Palin hacker appeal rejected

A federal appeals court will not overturn the conviction of a 24-year-old found guilty last year of illegally accessing the personal email account of Sarah Palin while she was a vice presidential candidate.

David Kernell, who is free from jail after serving time at a federal prison camp in Kentucky, lost his appeal to have one of his convictions, for obstruction of justice, thrown out. He did not file an appeal against the other count under which he was found guilty, for the unauthorized access of electronic information.

Kernell, the son of Mike Kernell, a member of the Tennessee House of Representatives, was convicted of the two charges by a Knoxville jury in April.

He was a 20-year-old economics student at the University of Tennessee in 2008 when he hacked his way past security questions to access then-Alaska Gov. Palin's personal email account. He gained access by providing Palin's birth date and ZIP code to Yahoo's password retrieval system. At that time, she had been recently recruited to run as vice president in the 2008 presidential bid of Sen. John McCain, R-Ariz.

Once Kernell got into Palin's personal account, he published messages from it. Subsequently, anticipating an FBI investigation, he attempted to disguise his activities by deleting evidence from his computer, which resulted in the obstruction-of-justice charge. Despite deleting his web browser's cache and defragmenting his hard drive, the FBI still found a connection to Palin's email account, including a letter he posted to the message board 4chan touting his hack, according to court documents.

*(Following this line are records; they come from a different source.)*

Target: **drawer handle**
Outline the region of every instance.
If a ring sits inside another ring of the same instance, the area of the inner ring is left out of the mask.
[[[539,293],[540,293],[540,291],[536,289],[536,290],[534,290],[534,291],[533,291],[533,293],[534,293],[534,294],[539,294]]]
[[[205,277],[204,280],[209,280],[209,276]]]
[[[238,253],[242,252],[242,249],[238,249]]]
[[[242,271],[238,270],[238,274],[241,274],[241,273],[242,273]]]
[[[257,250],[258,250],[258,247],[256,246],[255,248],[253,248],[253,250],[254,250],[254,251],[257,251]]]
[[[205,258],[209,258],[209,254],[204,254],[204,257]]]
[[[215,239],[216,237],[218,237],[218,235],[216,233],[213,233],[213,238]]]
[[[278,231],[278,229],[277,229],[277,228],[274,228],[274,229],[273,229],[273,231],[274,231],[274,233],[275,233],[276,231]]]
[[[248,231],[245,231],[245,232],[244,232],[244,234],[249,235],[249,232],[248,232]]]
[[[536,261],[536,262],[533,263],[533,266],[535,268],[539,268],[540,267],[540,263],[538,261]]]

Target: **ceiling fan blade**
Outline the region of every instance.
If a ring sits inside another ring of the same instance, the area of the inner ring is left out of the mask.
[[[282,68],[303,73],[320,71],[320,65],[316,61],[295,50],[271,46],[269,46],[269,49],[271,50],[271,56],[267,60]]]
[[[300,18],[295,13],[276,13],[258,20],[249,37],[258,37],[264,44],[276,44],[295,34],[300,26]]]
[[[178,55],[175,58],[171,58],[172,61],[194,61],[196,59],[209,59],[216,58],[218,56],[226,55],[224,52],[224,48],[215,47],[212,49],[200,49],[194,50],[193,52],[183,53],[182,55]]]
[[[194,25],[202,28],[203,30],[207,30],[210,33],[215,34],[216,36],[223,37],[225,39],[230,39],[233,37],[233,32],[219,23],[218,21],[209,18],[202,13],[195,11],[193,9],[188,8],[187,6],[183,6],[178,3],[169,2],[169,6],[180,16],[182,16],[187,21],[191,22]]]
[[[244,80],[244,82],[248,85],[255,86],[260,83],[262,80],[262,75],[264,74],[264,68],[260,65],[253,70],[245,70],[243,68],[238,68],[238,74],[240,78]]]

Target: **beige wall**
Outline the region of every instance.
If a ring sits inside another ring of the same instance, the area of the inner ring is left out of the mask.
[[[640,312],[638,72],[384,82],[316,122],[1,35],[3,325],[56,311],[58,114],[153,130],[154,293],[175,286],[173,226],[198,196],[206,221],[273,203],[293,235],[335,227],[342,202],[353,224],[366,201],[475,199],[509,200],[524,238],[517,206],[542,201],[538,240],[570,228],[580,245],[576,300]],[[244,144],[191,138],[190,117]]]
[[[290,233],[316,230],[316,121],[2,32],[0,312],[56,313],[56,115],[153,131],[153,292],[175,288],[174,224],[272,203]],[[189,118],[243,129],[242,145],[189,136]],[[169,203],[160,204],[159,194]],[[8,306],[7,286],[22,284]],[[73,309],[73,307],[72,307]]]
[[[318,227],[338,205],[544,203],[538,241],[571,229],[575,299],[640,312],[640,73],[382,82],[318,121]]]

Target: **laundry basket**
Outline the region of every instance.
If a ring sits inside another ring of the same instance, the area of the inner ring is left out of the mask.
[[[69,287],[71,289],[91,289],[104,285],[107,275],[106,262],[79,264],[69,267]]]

Kernell's lawyers argued to a three-judge appeals panel that the portion of the Sarbanes-Oxley Act under which he was convicted was “unconstitutionally vague,” and that it was unconstitutional to convict someone for obstruction of justice before an investigation was initiated, according to court documents.

The panel ruled on Monday, however, that Kernell's acknowledging online that he anticipated an investigation supported the conviction.

"Kernell expressly states [posting on 4chan] that he deleted the information on his computer out of a fear that the FBI would find it, plainly showing that he took his actions with the intent to hinder an investigation," according to the judges' ruling.

Kernell's attorney, Wade Davies, has said Kernell's access of Palin's account was merely a prank, according to reports. Davies could not be reached for comment.